В какой-то миг Сенатор с ужасом почувствовал, что он сам невольно перевел разговор в допрос. Шубарин заметил это. И оба моментально вспомнила свою первую встречу в кабинете Сухроба Ахмедовича, где хозяин тут же попал под влияние Шубарина, хотя тогда ситуация была явно на стороне Сенатора, а точнее, Артур Александрович был у него в руках, он тогда не сумел воспользоваться случаем, и сейчас чувствовал, как упустил инициативу. Шубарин ощутил растерянность гостя, хотя Сухроб Ахмедович и готовился к встрече.
Обменявшись по традиции любезностями, посчитав, что этикет выдержан, Шубарин неожиданно для Сенатора сразу перешел к делу, чем еще больше разоружил гостя, ожидавшего, как обычно, долгую прелюдию к серьезному разговору. А это давало бы ему шанс сориентироваться – почему Артур Александрович настоял на официальной встрече, так сказать, а не просто обеде в «Лидо» или в какой-нибудь чайхане, как прежде, ведь они так давно не виделись.
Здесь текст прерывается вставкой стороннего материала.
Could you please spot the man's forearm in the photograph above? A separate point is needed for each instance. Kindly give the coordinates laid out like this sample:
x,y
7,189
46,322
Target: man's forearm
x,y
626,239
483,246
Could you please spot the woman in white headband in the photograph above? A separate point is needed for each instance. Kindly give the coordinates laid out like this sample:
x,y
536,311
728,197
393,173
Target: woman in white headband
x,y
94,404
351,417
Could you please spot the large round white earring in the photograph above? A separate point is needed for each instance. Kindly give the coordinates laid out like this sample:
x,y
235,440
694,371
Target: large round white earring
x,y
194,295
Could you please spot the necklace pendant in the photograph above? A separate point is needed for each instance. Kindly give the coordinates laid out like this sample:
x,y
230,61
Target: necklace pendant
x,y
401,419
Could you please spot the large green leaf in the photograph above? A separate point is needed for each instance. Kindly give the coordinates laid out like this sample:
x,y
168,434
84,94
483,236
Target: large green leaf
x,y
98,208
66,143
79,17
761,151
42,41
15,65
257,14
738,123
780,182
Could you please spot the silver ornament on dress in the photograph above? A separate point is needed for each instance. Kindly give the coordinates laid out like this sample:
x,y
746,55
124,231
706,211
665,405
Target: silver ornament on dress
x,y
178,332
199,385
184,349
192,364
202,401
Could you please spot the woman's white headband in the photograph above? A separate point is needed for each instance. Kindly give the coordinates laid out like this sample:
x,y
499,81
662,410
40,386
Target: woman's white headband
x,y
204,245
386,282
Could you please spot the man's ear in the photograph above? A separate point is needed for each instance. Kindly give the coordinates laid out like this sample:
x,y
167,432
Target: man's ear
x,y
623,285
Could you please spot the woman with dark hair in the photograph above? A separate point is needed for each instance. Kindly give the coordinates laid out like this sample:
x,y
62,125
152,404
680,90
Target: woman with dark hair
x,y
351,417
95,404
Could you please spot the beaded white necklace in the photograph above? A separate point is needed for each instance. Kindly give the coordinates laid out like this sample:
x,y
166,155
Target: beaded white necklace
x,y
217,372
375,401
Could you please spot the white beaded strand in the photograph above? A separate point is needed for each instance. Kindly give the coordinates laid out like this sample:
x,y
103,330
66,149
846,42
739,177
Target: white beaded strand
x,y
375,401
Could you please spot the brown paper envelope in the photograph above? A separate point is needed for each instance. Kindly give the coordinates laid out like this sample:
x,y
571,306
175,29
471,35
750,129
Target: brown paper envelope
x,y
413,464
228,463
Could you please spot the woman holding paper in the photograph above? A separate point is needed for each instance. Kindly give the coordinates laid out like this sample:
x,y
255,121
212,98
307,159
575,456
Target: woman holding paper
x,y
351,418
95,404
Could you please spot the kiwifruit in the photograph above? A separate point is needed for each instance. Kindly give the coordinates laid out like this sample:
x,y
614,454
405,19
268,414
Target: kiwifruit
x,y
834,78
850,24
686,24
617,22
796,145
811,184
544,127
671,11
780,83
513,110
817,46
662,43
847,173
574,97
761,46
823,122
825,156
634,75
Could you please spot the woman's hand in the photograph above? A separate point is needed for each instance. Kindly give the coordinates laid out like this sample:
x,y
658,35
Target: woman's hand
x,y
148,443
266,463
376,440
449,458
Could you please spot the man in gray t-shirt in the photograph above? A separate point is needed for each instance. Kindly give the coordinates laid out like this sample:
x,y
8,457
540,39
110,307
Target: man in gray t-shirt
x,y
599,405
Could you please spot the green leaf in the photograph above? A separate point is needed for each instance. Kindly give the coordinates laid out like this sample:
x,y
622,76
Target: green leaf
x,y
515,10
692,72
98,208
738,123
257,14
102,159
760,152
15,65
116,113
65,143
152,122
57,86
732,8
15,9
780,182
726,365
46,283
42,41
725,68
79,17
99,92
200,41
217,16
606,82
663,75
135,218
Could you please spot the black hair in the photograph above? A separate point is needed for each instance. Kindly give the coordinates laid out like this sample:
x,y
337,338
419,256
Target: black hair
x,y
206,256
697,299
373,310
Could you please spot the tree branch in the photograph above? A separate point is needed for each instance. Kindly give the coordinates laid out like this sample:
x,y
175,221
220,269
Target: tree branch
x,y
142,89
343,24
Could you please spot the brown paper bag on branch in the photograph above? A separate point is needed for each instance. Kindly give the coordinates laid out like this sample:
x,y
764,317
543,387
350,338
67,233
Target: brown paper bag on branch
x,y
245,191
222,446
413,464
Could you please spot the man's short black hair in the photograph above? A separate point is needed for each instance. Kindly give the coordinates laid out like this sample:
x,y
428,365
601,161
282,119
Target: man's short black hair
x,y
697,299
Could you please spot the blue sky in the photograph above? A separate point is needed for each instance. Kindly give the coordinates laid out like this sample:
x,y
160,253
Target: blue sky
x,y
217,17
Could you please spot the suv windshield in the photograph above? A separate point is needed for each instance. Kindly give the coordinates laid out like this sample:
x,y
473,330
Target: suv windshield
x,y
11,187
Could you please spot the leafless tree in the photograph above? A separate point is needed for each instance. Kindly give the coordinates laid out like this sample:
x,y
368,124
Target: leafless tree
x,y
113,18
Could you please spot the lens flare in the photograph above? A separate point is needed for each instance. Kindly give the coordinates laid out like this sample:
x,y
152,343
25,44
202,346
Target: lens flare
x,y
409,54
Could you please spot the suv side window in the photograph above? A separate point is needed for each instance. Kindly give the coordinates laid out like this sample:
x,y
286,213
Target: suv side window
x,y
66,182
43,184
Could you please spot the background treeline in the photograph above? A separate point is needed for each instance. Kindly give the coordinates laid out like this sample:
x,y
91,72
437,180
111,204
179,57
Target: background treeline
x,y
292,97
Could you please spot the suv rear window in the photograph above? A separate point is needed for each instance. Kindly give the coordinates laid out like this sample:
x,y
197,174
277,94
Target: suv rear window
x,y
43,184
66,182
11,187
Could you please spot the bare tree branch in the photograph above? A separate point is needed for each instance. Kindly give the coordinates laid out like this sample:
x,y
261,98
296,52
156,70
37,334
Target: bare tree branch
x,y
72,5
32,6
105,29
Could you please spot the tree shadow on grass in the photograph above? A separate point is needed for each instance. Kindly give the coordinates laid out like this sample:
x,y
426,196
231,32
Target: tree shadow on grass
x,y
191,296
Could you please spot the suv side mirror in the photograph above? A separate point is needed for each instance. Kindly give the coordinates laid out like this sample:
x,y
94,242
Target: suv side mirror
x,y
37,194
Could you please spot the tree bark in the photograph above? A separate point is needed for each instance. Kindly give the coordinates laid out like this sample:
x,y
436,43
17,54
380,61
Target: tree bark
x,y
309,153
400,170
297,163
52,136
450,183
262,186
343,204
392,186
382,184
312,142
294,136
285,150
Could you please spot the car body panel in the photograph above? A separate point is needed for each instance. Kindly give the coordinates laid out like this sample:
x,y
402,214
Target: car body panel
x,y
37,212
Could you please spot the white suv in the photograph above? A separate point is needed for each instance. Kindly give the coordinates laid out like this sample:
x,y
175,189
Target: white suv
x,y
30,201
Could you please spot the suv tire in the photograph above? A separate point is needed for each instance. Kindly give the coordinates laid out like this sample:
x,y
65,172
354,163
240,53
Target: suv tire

– Дорогой Сухроб Ахмедович, – начал Шубарин, – мы с вами давно не виделись, а за это время изменилась обстановка вокруг нас, да и мы сами уже не те, что были несколько лет назад, когда судьба свела нас. Мы живем в другой стране, нас окружает совсем иной мир. Я нынче не предприниматель, а банкир, да и вы больше не партийный чиновник высокого ранга, хотя, я вижу, большая политика увлекает вас все сильнее и сильнее. Визит к хану Акмалю тому косвенное подтверждение, а аксайский Крез всегда хотел влиять на судьбы края, думаю, этот зуд у него не прошел, тем более сегодня нет политиков уровня Рашидова, а остальных он не считает себе конкурентами, уж я-то хорошо знаю хозяина Аксая.